Wednesday, June 23, 2010

Simple Bug Tracking with Google Docs

It may seem strange for the maker of a commercial bug tracking tool to be advocating the use of Google Docs for a simple bug tracking solution, but that's what I'm going to do in this post. Don't get me wrong - I don't really believe that Google Docs is the best way to track issues in the long run, but there is a substantial amount of learning that can be gleaned when you start out with the simple spreadsheet.

Bug tracking, first and foremost, is about communication and your team's process. Even if you don't adhere to a structured methodology, you still follow some sort of process. Your process may be "Work on whatever you feel like working on." You might have standup meetings each morning. You might even (gasp) be following an old-school waterfall process.

But whatever the case, you and your team do have a flow to the way you do things. Don't interrupt that flow without a good reason. If it's working, keep doing it.

So when you start out a new project with a new group of people, you'll need to find that flow. It is not the time to enforce rules, but to figure out what works. Every team and project is different. What worked well on the last client project may not work as well on your new internal project. This is true for pretty much everything - including bug tracking.

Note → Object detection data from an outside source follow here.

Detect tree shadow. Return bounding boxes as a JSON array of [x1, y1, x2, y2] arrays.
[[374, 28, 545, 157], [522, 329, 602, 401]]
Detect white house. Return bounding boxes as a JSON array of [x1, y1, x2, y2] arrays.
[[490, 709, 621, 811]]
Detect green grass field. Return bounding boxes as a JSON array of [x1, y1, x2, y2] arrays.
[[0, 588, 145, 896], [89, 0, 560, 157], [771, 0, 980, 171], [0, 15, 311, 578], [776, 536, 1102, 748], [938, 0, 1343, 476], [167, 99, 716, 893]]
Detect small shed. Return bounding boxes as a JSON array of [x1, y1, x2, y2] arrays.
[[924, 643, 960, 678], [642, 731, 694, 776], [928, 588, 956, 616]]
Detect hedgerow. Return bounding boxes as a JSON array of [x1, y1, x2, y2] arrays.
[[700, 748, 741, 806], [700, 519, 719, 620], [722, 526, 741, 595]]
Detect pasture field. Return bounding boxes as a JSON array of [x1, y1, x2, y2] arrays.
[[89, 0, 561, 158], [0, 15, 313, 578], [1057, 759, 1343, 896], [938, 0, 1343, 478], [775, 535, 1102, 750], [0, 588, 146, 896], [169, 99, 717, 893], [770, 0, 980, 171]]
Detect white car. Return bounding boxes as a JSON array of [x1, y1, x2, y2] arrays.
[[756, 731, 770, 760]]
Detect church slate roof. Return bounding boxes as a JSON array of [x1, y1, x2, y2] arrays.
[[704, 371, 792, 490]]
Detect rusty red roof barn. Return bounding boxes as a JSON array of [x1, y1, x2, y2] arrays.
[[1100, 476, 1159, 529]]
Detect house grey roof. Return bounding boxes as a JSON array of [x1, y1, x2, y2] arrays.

In the early days, the flexibility of a spreadsheet can be very helpful in finding your team's bug tracking groove. We like Goolge Docs because they're easily sharable and easy to work with, but any multiuser (online) spreadsheet will do the trick.

Start off with a single page with a sinlge column titled "Bugs". If you're used to monstrous bug trackers, you might be surprised how far this can get you.

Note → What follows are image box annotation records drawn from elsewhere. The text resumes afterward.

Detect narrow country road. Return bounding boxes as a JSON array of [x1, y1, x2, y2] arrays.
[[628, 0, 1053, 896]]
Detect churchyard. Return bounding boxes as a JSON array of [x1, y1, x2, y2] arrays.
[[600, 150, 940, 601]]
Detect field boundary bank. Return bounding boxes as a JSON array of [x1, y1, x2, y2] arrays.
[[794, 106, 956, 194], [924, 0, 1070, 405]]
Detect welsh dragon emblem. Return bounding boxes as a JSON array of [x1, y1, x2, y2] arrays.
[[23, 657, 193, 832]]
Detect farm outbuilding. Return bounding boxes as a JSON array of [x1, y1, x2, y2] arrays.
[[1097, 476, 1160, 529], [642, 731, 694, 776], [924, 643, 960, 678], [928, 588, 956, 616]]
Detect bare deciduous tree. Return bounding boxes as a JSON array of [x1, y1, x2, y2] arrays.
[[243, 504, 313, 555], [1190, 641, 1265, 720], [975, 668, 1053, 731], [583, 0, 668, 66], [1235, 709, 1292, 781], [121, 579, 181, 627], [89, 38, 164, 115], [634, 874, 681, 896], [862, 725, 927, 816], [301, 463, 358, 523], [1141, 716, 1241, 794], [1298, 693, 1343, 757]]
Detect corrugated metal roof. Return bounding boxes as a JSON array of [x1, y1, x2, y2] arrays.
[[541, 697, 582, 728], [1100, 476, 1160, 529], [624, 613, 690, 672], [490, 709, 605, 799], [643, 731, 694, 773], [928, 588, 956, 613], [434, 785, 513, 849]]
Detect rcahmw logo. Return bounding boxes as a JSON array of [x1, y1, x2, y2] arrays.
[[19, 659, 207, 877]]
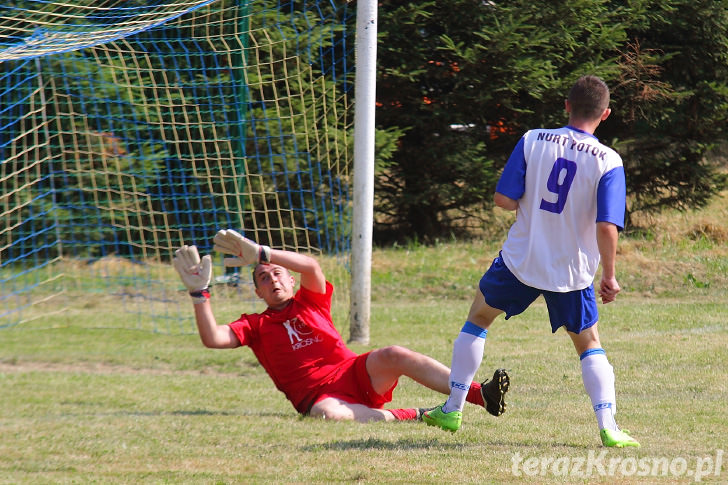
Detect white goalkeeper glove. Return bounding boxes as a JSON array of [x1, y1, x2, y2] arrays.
[[172, 246, 212, 304], [213, 229, 271, 267]]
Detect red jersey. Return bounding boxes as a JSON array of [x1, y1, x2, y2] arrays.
[[230, 281, 357, 413]]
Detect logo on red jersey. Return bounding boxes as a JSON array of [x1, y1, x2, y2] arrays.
[[283, 317, 323, 350]]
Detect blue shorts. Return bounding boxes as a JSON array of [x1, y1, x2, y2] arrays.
[[480, 255, 599, 333]]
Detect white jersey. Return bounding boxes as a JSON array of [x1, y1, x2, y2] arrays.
[[496, 126, 626, 292]]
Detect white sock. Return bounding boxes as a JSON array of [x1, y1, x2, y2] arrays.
[[580, 349, 619, 430], [442, 322, 488, 413]]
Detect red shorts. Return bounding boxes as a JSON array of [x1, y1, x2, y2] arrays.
[[313, 352, 397, 409]]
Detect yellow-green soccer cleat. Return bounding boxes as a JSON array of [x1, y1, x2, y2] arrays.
[[422, 404, 463, 433], [599, 429, 640, 448]]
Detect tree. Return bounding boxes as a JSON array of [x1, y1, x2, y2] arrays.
[[375, 0, 728, 242], [377, 0, 626, 241]]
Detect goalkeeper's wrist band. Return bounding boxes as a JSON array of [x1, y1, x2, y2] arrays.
[[258, 244, 270, 264], [190, 288, 210, 305]]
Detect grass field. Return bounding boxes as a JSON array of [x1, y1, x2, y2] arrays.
[[0, 194, 728, 484]]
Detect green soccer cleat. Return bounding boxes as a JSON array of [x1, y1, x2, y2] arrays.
[[599, 429, 640, 448], [422, 404, 463, 433], [480, 369, 511, 416]]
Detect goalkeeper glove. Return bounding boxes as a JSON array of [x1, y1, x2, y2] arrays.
[[213, 229, 271, 267], [172, 246, 212, 304]]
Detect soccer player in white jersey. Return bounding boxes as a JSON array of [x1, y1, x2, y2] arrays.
[[423, 76, 639, 447]]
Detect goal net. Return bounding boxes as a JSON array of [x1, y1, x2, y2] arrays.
[[0, 0, 354, 333]]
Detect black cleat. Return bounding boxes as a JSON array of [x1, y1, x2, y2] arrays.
[[480, 369, 511, 416]]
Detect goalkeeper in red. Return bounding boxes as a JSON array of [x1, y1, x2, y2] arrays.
[[422, 76, 639, 447], [173, 230, 508, 422]]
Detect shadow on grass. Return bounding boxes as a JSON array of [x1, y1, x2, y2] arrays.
[[301, 438, 467, 451]]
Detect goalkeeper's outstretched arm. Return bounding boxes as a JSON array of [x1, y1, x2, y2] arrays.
[[172, 246, 240, 349]]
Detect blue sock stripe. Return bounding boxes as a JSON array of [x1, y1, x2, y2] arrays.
[[460, 321, 488, 338], [593, 402, 612, 412], [579, 349, 607, 360]]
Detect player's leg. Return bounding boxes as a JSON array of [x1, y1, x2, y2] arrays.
[[442, 289, 503, 413], [309, 397, 395, 423], [567, 324, 639, 448], [366, 345, 509, 416], [422, 289, 508, 432], [366, 345, 450, 394], [422, 256, 540, 431]]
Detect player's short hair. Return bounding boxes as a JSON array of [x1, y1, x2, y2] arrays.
[[568, 75, 609, 120]]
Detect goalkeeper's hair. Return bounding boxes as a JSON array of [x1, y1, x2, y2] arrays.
[[568, 75, 609, 120]]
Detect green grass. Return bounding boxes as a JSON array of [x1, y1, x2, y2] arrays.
[[0, 195, 728, 484]]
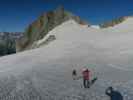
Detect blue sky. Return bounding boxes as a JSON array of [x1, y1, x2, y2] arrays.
[[0, 0, 133, 32]]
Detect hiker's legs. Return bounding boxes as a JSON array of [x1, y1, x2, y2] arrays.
[[83, 79, 87, 88], [87, 80, 90, 88]]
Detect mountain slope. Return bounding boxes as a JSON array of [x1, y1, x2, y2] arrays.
[[16, 6, 87, 51], [0, 19, 133, 100]]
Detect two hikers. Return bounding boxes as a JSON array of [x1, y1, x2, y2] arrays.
[[105, 87, 123, 100]]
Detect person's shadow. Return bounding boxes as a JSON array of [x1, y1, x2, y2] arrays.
[[105, 87, 123, 100], [91, 77, 98, 85]]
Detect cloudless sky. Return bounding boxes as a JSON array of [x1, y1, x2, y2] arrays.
[[0, 0, 133, 32]]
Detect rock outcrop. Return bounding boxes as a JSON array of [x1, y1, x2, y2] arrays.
[[16, 7, 87, 52]]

Pretty soon, you'll want to add more columns. Dates, status, priority. Go ahead add them.

Eventually, you may find you want to group tickets together. Tabs are great for this. Cut and paste is your friend.

Charts? Try a few.

After a week or two, take a break. Stop and evaluate how your team is functioning with your spreadsheet. Some things will be well used and working smoothy. Others, not so much. Is that column for severity really helping? What about those charts you added? Do they give you actionable information or just look pretty? Are you breaking out your tasks in a logical way? Most importantly, does everyone know what they're supposed to be working on? Are your milestones being held, or are they just a date field that gets changed when you run out of time?

At this point, you have some good insight into your team. It's time to break away from the spreadsheet and get something a little more robust. Alas, the flexibility of the spreadsheet is it's downfall. They're also fragile, and every team I've ever been on eventually moved away from them for that reason. They get cluttered and messed up over time.

But since you started with the humble spreadsheet, you now know exactly what to look for when you go shopping for a bug tracker. You know what you need to make the software work for your team, not the other way around.

Incidentally, this is exactly how TrackJumper was developed. We started out with a Google Spreadsheet to track bugs. Once we figured out the best process for managing manage bugs in real life, we turned it into an app. We built in just enough flexibility to cover our experiences without introducing an unnecessary level of complexity. We're pretty proud of the end result, and hope you'll like it too.